A primeira notícia que se tem do Brasil é um depoimento de alegria, de um escrivão impressionado com a felicidade dos nativos que “folgavam e riam”.
Folgando e rindo, os brasileiros fizeram História, descobriram ouro, rebelaram-se, proclamaram a República e, bem ou mal, construíram uma nação. Sempre folgando e rindo, inventaram o samba e o carnaval e transformaram o futebol quadrado dos ingleses num espetáculo de alegre coreografia. Em todas as manifestações da nossa arte, sempre esteve presente o humor brasileiro; a charge é, desde o Império, a marca registrada do nosso jornalismo e quando Walt Disney quis retratar o brasileiro em um dos seus personagens, criou Zé Carioca, um papagaio malandro e brincalhão.
Acho que foi Stendhal quem falou que, em Londres, há dias em que as pessoas se enforcam sem motivos sérios, somente por influência do meio. Mas aqui? Aqui, já dizia Olavo Bilac, há “um perpétuo sorriso aberto em tudo”. E não é preciso ser nenhum Durkheim para constatar que esta natureza alegre e quente favorece o riso.

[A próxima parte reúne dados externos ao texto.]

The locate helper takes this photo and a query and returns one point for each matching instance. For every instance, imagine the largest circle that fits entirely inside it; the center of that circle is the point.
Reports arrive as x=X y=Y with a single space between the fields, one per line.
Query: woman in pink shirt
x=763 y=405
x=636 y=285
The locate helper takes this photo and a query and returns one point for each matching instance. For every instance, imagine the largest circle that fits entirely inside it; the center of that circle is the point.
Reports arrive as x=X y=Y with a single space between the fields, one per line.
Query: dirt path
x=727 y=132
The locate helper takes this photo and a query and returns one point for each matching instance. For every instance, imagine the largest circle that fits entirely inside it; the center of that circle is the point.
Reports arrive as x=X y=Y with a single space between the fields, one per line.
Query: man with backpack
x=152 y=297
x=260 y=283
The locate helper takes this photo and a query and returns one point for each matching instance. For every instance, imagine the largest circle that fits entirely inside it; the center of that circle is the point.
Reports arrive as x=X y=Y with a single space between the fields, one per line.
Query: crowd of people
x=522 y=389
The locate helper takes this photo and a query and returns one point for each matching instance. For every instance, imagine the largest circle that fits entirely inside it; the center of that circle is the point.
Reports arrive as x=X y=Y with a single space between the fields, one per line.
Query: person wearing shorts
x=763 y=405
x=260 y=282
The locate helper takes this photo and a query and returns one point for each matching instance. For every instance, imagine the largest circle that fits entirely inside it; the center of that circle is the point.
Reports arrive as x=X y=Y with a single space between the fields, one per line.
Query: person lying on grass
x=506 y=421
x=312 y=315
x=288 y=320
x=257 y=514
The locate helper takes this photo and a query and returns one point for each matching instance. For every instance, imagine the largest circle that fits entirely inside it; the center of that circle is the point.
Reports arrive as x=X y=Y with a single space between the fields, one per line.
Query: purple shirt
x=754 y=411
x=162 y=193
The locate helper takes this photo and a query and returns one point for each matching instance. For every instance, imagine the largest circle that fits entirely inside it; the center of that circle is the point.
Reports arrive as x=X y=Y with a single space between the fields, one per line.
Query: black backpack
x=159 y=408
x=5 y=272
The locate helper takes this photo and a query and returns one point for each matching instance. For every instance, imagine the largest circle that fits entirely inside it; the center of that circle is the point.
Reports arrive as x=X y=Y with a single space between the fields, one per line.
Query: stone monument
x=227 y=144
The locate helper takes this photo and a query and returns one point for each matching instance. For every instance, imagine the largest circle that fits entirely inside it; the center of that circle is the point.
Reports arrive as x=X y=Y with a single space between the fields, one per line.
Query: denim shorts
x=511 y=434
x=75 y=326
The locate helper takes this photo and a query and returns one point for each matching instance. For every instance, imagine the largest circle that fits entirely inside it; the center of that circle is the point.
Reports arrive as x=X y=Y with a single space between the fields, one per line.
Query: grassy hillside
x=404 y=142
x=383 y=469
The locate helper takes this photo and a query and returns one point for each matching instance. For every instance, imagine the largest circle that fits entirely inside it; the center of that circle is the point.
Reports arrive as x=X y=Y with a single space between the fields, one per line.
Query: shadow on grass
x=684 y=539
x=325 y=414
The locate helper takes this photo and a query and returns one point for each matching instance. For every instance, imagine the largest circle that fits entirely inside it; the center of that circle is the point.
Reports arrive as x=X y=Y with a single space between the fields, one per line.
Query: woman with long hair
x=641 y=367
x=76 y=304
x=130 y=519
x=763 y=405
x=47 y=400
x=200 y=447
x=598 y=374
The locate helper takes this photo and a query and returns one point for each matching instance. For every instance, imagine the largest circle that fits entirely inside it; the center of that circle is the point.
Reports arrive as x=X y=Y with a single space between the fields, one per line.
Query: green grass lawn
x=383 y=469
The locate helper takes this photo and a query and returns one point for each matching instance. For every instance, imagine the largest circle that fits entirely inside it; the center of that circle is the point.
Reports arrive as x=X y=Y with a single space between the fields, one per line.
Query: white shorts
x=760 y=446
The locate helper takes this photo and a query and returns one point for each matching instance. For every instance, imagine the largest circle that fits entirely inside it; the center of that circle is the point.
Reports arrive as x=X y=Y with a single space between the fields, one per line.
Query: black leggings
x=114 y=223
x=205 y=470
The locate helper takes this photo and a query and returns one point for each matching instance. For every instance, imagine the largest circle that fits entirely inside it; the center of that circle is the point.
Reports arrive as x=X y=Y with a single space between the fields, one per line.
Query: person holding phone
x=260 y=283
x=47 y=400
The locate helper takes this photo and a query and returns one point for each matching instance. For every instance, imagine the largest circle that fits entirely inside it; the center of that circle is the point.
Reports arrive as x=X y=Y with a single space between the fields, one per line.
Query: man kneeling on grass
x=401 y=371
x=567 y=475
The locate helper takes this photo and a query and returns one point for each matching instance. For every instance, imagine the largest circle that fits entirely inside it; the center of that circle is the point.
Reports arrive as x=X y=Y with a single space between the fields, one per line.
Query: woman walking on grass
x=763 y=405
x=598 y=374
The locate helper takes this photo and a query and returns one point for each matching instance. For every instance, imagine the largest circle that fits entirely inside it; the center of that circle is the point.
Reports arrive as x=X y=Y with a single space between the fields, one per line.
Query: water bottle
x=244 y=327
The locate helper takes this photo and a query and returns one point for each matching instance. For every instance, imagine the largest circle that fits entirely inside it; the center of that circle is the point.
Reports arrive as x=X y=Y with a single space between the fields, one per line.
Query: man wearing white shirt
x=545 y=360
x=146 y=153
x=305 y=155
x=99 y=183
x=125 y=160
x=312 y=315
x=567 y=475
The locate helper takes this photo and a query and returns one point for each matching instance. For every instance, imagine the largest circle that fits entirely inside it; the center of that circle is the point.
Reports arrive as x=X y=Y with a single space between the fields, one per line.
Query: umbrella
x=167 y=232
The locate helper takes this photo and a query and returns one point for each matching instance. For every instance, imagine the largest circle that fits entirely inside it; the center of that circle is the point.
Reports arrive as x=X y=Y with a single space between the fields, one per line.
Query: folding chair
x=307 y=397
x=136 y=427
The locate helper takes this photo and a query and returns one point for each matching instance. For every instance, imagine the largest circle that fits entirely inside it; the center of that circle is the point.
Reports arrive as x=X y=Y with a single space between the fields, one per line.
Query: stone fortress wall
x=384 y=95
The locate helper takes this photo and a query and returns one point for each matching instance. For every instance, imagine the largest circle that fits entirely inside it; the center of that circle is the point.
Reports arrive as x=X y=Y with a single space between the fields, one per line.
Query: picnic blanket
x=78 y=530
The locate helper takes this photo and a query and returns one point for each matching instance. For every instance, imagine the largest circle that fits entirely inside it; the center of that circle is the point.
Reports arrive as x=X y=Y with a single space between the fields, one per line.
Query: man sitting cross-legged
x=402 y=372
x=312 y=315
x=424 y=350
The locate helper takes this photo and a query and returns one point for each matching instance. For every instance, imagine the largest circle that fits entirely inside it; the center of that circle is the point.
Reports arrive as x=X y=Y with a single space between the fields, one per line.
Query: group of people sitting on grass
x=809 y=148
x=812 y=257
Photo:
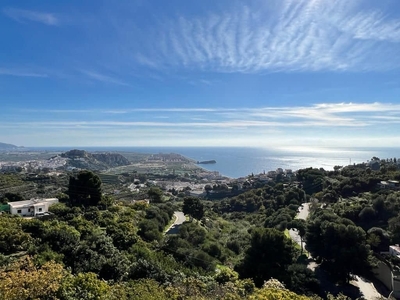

Mas, gradativamente, a gente nota que esse riso vai mudando de feição, perde espontaneidade e vai ficando um riso sério e refletido. E a gente vê, neste riso, uma ponta de tristeza fantasiada de alegria.
Li, um dia desses, um excelente artigo do professor Paulo Moura, em que ele dizia que o comportamento individual e o das massas, em situações de crise, seguem uma trajetória. O primeiro momento é o da perplexidade diante da própria constatação da crise e de que suas respostas anteriores são impotentes para assegurar o equilíbrio. Depois vem a insegurança, acompanhada de tensão e ansiedade, desaguando na apatia, a sensação de desproteção e de abandono que dá uma vontade enorme de dormir e só acordar quando tudo tiver passado.
Não é este o estado de espírito que se observa por aí? O brasileiro anda triste. A frase da nossa infância: “quem espera sempre alcança”, já não se ouve mais; as pessoas vão se cansando de esperar. E como para se alcançar alguma coisa é preciso “esperar com toda a alma”, vai ficando cada vez mais difícil alcançar o que quer que seja.
Daí é que surge esse riso triste. Sem ânimo de encarar de frente a vida, mas ainda com um fio de humor que está na sua alma coletiva, os brasileiros apelam para a ironia, que Machado de Assis chamou de “pudor da razão diante da vida”. O brasileiro sempre foi paciente como um boi, mas éramos um povo alegre. Pena que tanta incerteza, tanta desesperança, contribuam para que ele se vá tornando resignado e triste, como são os bois.
Lindolfo Paoliello é cronista, autor de O País das Gambiarras, Nosso Alegre Gurufim e A Rebelião das Mal-Amadas.